An "angry and defiant" Robert Kraft is "really worked up" over the Deflategate punishment handed down by the National Football League, and won't rule out legal action to have some or all of the penalties -- $1 million fine, loss of a 2016 first-round draft choice, loss of a 2017 fourth-round draft choice -- overturned.

In talking to Peter King for The MMQB (mmqb.si.com) -- Kraft's first interview since the NFL's ruling -- the Patriots' owner said he's convinced that quarterback Tom Brady (facing a four-game suspension that he's fighting separately) had no part in a scheme to deflate footballs, a scheme he's just as convinced never happened, and hinted that his once-close relationship with commissioner Roger Goodell is shattered.

King described Kraft as sounding "alternately angry and defiant" during a 50-minute phone conversation Saturday, in which Kraft said the league has nothing but "ambiguous circumstantial evidence" against the Patriots. The highlights:

ON HIS FEELINGS ABOUT THE PENALTIES
“This whole thing has been very disturbing. I’m still thinking things out very carefully. But when you work for something your whole life . . .

“I just get really worked up. To receive the harshest penalty in league history is just not fair. The anger and frustration with this process, to me, it wasn’t fair. If we’re giving all the power to the NFL and the office of the commissioner, this is something that can happen to all 32 teams. We need to have fair and balanced investigating and reporting. But in this report, every inference went against us . . . inferences from ambiguous, circumstantial evidence all went against us. That’s the thing that really bothers me.

“If they want to penalize us because there’s an aroma around this? That’s what this feels like. If you don’t have the so-called smoking gun, it really is frustrating. And they don’t have it. This thing never should have risen to this level.”

ON WHETHER HE'LL VIOLATE NFL BYLAWS AND GO TO COURT TO GET THE PENALTY OVERTURNED
“I’m not going to comment on that at this point in time. I’m going to leave it. I won’t say.”
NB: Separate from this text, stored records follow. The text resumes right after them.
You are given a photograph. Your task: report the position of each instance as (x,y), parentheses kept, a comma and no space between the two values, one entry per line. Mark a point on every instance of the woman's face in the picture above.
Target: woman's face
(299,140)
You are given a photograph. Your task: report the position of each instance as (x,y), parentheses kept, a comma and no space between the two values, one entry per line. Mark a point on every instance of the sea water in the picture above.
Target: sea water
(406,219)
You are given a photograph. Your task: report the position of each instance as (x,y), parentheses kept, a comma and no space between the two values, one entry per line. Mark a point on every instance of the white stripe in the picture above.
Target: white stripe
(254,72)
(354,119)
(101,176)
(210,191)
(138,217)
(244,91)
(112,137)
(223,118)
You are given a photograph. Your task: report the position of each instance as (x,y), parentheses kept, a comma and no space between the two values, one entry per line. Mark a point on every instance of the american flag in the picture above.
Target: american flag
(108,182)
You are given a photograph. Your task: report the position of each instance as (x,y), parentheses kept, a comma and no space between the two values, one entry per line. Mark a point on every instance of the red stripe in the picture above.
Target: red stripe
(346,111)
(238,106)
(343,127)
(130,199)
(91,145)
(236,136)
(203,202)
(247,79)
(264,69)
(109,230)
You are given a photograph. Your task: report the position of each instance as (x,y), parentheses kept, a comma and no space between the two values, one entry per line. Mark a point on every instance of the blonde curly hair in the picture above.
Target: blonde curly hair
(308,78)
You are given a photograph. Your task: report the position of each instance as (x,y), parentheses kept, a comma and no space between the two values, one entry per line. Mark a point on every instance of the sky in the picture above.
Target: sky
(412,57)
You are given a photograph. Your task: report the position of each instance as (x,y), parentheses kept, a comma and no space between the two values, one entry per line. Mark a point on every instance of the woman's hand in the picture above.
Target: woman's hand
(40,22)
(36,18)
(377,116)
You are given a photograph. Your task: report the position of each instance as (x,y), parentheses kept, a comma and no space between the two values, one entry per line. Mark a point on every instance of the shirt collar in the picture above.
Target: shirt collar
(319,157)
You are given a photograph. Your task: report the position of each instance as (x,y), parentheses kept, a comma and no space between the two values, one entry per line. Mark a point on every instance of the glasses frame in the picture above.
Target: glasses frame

ON WHETHER HE'LL REMAIN AS ACTIVE IN LEAGUE AFFAIRS AS HE HAS BEEN
“I’d rather not get into that for a week or two.”

ON WHETHER HE THOUGHT HIS CLOSE RELATIONSHIP WITH GOODELL CAUSED THE COMMISSIONER TO COME DOWN HARDER THAN HE MIGHT HAVE, TO PROVE TO THE OTHER 31 OWNERS HE CAN BE HARSH TO ONE OF HIS SUPPORTERS
“I’ve heard that a lot, but it’s hard for me to accept that.”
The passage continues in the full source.